# High Pass Challenge Elevation



## mldebono (Dec 18, 2005)

Hi - does anyone have the elevation for the HPC? At the end of the ride my GPS said 8200 feet or so. I thought it was closer to seven. Thanks in advance.

Road Biking 11 Sep | Bicycling in Washington


----------



## Argentius (Aug 26, 2004)

The official route guide had 75XX elevation, but, there was the last-minute change to return through Randle instead of getting back onto 12 much closer to Packwood. I didn't use GPS but yours sounds within the margin of error for phone-based GPS systems.

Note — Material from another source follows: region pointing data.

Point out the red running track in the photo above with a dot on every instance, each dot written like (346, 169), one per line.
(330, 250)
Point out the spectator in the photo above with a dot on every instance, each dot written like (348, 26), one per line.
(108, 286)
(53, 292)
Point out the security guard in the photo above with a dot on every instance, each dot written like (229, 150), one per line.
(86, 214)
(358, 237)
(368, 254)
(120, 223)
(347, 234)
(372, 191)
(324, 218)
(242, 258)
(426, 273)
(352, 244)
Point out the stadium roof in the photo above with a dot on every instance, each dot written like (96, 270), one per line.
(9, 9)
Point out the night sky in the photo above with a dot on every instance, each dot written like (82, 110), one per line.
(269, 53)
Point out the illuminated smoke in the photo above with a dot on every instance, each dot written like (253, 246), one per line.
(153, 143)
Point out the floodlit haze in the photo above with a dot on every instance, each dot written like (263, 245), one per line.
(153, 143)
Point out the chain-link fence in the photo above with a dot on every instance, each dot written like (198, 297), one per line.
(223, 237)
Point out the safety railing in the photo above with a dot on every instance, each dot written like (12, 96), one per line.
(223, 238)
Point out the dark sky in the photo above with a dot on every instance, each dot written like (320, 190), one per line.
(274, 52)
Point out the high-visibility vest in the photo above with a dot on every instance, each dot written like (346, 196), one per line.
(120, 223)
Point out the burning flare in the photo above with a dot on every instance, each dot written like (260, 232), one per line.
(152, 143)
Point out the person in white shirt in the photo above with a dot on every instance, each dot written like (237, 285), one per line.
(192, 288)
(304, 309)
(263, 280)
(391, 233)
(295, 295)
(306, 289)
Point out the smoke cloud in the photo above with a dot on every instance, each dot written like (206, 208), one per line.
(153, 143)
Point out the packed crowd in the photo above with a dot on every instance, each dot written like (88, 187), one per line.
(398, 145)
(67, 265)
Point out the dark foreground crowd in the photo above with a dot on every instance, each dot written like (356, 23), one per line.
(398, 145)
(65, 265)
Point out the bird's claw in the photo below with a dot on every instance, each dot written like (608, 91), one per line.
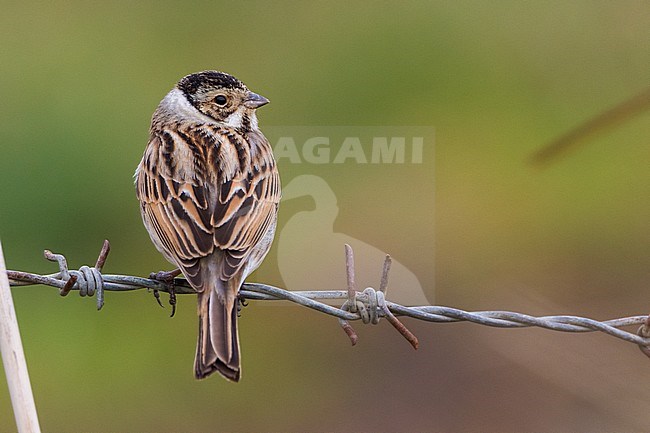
(166, 277)
(241, 303)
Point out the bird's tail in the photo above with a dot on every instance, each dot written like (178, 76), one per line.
(218, 345)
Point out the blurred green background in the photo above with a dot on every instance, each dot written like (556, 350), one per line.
(497, 80)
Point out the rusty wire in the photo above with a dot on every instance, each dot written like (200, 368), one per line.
(368, 306)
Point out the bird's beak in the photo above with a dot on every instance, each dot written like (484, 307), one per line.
(253, 100)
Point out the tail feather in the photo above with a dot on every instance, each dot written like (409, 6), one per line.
(218, 344)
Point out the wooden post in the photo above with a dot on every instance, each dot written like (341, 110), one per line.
(13, 359)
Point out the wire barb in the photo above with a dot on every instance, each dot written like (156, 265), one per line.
(368, 306)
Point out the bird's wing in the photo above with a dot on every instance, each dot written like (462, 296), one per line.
(208, 190)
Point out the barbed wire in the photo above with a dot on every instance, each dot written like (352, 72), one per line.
(369, 306)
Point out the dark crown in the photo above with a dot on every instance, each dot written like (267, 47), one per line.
(190, 84)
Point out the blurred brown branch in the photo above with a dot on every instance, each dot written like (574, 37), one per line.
(601, 122)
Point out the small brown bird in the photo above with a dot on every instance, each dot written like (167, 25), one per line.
(209, 191)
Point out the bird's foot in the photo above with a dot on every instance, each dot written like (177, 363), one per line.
(241, 303)
(166, 277)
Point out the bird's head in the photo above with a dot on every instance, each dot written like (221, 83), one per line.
(223, 98)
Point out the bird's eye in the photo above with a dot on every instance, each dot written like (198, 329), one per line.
(220, 100)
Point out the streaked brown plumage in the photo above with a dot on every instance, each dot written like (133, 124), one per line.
(209, 191)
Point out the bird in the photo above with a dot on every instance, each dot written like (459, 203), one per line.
(209, 191)
(322, 267)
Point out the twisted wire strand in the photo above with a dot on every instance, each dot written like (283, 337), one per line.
(368, 306)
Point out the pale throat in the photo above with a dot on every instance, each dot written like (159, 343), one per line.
(235, 120)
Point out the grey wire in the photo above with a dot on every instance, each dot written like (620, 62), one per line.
(312, 300)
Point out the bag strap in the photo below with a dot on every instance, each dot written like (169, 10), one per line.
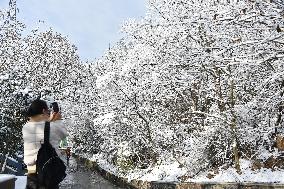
(46, 132)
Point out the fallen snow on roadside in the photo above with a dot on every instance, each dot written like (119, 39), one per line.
(171, 172)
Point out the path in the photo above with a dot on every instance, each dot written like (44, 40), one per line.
(79, 177)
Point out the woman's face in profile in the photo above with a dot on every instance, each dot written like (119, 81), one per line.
(46, 113)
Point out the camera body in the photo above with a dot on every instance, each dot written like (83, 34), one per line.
(55, 107)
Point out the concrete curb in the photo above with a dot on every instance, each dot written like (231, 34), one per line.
(138, 184)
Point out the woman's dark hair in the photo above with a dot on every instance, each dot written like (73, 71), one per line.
(36, 107)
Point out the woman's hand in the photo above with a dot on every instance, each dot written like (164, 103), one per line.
(54, 116)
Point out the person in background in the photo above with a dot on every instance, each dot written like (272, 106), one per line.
(33, 135)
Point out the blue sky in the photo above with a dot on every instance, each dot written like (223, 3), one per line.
(89, 24)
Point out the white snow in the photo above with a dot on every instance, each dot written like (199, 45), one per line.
(171, 172)
(104, 119)
(5, 177)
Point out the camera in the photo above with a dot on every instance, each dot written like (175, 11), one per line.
(55, 107)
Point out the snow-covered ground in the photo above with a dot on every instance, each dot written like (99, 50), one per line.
(172, 172)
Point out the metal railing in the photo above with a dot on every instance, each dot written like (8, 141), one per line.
(12, 166)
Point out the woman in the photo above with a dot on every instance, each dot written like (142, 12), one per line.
(33, 135)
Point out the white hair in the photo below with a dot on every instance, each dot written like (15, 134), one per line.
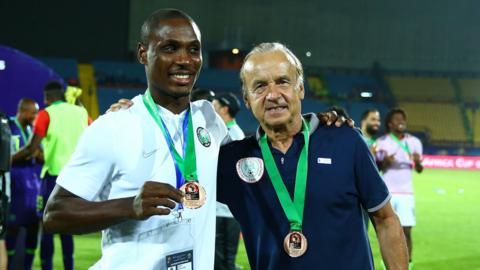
(267, 47)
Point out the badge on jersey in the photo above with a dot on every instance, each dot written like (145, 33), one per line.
(203, 137)
(250, 169)
(180, 261)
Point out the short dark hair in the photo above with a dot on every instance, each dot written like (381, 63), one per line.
(24, 103)
(367, 112)
(339, 110)
(199, 94)
(151, 22)
(54, 91)
(391, 113)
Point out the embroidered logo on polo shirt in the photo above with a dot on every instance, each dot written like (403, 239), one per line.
(324, 161)
(203, 137)
(250, 169)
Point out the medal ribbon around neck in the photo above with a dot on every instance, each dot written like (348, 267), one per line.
(186, 168)
(404, 146)
(293, 209)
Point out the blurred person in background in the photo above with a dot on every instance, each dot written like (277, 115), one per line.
(398, 153)
(227, 234)
(25, 185)
(5, 147)
(370, 125)
(59, 127)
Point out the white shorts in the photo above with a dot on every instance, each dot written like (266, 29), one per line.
(404, 206)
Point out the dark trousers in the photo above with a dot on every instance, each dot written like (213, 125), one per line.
(226, 243)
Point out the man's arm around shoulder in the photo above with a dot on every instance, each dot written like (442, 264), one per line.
(69, 214)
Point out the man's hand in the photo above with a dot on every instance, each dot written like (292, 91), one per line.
(122, 104)
(328, 118)
(387, 160)
(151, 196)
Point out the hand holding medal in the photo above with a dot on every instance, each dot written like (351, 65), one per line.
(186, 167)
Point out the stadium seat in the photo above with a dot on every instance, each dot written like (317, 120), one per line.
(471, 89)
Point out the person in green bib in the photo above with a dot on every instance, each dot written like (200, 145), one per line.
(399, 153)
(58, 129)
(298, 187)
(370, 125)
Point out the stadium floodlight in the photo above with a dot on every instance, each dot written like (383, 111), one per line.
(366, 94)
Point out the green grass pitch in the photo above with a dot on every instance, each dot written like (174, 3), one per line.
(447, 235)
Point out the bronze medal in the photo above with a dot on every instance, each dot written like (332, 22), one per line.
(295, 244)
(195, 195)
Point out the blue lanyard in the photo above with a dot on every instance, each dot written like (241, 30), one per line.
(168, 137)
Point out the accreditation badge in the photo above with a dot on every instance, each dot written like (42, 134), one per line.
(250, 169)
(195, 195)
(295, 244)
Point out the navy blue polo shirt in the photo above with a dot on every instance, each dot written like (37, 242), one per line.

Anyone with a Garmin with a barometric-plus-GPS altimeter get a read?


----------



## gregl1956 (Dec 24, 2005)

*HPC Elevation*

I rode the HPC yesterday and had 6,660' on my Polar CS500


----------



## litespeed1 (Nov 15, 2005)

*6550*

My 705 said 6550'


----------



## MisterAngular (Feb 6, 2007)

If I recall correctly, my Garmin 705 said about 6900 feet of total ascent at the end of the ride this year. TrainingPeaks WKO+ 2.2 anazlying the same data said 7548 feet.


----------



## Argentius (Aug 26, 2004)

*Ride report*

A few people asked for one, so, I rambled at some length about the thing.

Short version:

Holy wow. If you didn't do this ride, do this ride. That's all.


----------



## litespeed1 (Nov 15, 2005)

Thats an impresive ride. I would be interested in where they had timing chip readings, since its not a race, maybe stations on the decent to see if people were decending too fast. You mentioned that someone fell through the bridge. I was that guy in 2009. At that time there was no chicken wire over the diamonds in the bridge and my wheel slipped off the planks on the decent and I managed to hit it just right. First serius accident in over 100k of riding at least 500 races, sooner or later your number comes up, hope thats my worst with most of the ribs broken,, 2 fractured vertibre. The good news is I did the ride this year, not as fast as you, but im 52, well in the gold metal numbrs and happy to be ridding agian


----------